Security and maps and traffic and screenings and bridge closures and everything that comes with Pope Francis can be overwhelming. A reason for hope: We’re third on his list of cities to visit, and things went well in the first one.
Pope Francis left Washington, D.C. yesterday to make his way toward New York to address the United Nations, and instead of leaving it in disrepair, the place was calm and things went smoothly — especially regarding traffic and security.
Here’s a quick look at how things went in Washington, D.C. And hopefully we can take a cue:
Washington residents were practically singing praises of the Pope, asking if he can just move to D.C. so its notoriously snarled system can get a break from being beaten down by heavy car traffic on a daily basis.
Despite predictions that the Papal visit would bring “a traffic blizzard” to all three cities the Pontiff was scheduled to visit, no traffic apocalypse ever materialized in D.C. like onlookers thought it would. On both Wednesday and Thursday, The Washington Post‘s traffic blog reported that traffic in and around the city was “quiet, easy and light” — three words rarely used to describe D.C. traffic.
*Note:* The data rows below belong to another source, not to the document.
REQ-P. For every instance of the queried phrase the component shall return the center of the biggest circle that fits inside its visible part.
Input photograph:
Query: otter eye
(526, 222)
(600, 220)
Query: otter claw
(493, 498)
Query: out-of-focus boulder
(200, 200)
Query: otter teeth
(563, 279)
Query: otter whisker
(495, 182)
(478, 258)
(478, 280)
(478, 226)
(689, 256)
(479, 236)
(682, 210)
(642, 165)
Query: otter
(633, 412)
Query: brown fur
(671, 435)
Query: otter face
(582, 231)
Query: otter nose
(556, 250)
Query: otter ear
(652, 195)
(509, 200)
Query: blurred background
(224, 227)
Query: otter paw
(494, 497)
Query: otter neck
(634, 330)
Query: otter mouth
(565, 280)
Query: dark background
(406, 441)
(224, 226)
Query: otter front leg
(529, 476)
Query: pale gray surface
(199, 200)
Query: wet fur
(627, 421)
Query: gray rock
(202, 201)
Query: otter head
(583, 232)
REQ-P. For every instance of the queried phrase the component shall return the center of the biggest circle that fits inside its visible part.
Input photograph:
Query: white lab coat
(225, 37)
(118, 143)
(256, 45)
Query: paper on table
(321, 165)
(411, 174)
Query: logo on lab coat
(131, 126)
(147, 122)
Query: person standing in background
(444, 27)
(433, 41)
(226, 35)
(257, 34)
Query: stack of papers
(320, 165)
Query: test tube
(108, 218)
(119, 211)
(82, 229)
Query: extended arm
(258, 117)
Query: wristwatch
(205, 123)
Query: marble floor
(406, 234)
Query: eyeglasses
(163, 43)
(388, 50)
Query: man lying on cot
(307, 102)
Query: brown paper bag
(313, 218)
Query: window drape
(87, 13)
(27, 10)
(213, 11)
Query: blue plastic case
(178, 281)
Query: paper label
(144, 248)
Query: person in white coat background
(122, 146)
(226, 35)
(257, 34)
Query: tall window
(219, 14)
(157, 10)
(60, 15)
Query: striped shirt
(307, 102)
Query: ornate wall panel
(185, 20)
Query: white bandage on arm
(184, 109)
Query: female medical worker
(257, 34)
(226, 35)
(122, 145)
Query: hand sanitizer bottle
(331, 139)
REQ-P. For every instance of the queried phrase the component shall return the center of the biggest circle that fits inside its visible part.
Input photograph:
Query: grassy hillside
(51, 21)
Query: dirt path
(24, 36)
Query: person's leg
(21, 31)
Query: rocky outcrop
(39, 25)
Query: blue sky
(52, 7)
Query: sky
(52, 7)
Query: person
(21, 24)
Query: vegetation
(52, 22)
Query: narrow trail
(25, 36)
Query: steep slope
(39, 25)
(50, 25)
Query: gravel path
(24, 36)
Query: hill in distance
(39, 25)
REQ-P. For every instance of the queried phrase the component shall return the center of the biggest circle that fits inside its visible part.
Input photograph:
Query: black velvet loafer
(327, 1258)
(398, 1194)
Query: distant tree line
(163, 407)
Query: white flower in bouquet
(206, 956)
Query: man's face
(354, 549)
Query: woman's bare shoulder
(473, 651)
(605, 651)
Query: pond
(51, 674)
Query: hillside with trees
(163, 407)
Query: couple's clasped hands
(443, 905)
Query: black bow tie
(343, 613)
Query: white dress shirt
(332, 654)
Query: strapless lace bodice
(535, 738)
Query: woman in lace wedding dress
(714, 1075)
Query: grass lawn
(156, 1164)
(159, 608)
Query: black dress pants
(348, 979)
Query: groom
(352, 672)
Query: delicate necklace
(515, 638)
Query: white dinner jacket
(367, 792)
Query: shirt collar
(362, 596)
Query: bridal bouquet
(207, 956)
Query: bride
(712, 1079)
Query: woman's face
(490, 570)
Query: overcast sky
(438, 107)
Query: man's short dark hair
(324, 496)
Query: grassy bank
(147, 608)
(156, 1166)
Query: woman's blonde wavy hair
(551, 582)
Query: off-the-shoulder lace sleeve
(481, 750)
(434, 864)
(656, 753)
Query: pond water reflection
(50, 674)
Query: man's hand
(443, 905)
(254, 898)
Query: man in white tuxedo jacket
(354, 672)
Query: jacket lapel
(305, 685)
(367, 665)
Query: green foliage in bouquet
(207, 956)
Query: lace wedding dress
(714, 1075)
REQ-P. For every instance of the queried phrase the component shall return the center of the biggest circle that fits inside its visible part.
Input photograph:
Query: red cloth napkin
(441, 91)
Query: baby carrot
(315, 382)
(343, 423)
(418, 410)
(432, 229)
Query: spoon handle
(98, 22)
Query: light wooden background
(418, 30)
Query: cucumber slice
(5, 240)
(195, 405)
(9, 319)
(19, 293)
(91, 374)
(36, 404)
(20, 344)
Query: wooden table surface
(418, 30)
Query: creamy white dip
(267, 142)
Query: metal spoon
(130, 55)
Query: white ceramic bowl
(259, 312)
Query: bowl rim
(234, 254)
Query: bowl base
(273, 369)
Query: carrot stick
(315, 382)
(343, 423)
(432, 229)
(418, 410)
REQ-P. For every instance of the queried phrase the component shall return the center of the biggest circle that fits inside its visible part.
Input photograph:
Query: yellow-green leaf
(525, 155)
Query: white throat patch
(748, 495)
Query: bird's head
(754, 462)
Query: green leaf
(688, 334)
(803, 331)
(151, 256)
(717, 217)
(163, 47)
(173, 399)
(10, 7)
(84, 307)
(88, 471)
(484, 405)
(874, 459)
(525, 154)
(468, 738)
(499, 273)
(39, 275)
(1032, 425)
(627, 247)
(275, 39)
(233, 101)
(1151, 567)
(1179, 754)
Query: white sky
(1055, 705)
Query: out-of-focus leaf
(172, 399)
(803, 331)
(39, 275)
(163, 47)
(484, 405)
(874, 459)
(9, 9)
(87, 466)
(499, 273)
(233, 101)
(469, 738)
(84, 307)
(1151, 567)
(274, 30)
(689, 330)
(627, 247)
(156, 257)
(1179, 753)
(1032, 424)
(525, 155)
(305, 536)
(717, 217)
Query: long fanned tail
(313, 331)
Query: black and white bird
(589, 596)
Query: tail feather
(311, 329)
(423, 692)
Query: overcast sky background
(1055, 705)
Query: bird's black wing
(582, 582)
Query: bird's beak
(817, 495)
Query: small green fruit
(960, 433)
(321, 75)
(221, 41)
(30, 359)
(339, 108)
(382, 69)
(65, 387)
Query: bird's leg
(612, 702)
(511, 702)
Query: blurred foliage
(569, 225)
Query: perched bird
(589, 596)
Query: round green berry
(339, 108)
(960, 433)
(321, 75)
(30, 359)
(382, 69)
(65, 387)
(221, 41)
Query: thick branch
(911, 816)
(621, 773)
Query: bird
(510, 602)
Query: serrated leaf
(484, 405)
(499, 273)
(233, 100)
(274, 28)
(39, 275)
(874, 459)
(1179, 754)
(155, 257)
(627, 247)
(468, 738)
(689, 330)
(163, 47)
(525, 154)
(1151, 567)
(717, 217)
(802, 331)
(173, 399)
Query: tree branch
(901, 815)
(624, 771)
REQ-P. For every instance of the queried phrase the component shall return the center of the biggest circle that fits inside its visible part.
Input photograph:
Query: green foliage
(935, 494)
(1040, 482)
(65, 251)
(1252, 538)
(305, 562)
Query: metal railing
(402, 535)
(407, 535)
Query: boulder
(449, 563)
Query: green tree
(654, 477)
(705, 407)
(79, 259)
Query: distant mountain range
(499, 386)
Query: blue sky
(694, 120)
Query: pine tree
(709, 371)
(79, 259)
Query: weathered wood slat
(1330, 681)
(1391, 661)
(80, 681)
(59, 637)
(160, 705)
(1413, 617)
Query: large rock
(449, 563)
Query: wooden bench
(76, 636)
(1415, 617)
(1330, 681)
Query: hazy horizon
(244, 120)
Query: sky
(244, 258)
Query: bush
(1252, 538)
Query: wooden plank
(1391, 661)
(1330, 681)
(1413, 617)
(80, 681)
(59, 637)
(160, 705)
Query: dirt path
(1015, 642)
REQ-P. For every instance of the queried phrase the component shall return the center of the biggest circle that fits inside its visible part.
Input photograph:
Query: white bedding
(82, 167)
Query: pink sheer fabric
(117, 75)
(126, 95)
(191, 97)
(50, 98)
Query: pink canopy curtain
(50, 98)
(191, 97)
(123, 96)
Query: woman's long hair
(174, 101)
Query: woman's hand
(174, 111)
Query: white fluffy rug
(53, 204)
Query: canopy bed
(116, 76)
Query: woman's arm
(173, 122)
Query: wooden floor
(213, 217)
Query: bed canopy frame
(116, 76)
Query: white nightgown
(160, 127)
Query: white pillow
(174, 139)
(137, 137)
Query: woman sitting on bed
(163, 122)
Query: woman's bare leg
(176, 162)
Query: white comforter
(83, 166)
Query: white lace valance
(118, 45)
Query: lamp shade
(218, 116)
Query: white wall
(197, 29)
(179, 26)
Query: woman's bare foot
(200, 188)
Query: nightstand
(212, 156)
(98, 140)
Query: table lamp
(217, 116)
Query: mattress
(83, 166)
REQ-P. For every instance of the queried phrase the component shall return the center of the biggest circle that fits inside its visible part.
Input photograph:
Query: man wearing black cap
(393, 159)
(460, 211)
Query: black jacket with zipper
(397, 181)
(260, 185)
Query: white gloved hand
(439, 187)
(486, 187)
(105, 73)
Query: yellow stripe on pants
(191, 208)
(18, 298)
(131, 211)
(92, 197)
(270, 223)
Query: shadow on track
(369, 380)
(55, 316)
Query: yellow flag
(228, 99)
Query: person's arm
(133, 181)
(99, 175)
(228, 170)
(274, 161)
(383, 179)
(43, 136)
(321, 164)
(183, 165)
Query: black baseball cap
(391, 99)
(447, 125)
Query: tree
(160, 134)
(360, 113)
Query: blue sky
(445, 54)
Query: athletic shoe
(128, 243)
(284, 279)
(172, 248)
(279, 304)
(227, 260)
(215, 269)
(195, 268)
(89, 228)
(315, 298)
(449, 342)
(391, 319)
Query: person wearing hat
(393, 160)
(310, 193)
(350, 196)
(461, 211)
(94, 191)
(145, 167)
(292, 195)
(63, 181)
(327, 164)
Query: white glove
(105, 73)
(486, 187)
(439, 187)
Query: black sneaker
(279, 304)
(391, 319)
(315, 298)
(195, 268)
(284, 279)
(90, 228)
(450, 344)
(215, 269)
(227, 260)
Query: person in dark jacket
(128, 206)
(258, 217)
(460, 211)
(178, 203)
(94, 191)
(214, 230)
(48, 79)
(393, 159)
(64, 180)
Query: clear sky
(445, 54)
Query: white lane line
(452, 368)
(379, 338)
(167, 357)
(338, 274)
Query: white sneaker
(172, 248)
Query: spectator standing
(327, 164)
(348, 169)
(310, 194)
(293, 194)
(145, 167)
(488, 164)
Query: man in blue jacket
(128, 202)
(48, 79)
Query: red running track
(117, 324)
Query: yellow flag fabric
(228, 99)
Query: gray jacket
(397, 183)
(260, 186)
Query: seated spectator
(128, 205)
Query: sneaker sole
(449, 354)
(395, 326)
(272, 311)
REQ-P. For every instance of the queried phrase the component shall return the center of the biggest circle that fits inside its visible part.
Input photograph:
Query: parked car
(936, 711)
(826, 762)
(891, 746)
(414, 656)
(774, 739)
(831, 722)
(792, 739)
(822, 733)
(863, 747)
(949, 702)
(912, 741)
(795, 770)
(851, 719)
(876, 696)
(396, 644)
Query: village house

The Post also created this video where they talked to D.C. residents — some of whom allotted two hours to get to work. They were, of course, quite early.
If there was anything that was easier than driving around the city during the Papal visit, it was probably using the city’s Metro transit system.
The Metrorail transit system told Politico that ridership on the first day of the Papal visit actually went down compared to normal — it logged about 220,500 travelers by midday, 26 percent under the prior week. Officials told Politico that it seems D.C. residents heeded the calls of the federal government which asked people to telecommute if at all possible during the days the Pontiff would be in town.
The only person who was able to get past Papal security in D.C. was a 5-year-old who Pope Francis went on to kiss on the head. So, take from that what you wish.
According to the Associated Press, tickets were required in D.C. for most of Pope Francis’ popemobile processions, and those were granted one through a lottery system that went through local churches still went through extensive screening like metal detectors before they could get anywhere near the areas where the Pope would be.
So: One down, two to go. Your game, Big Apple.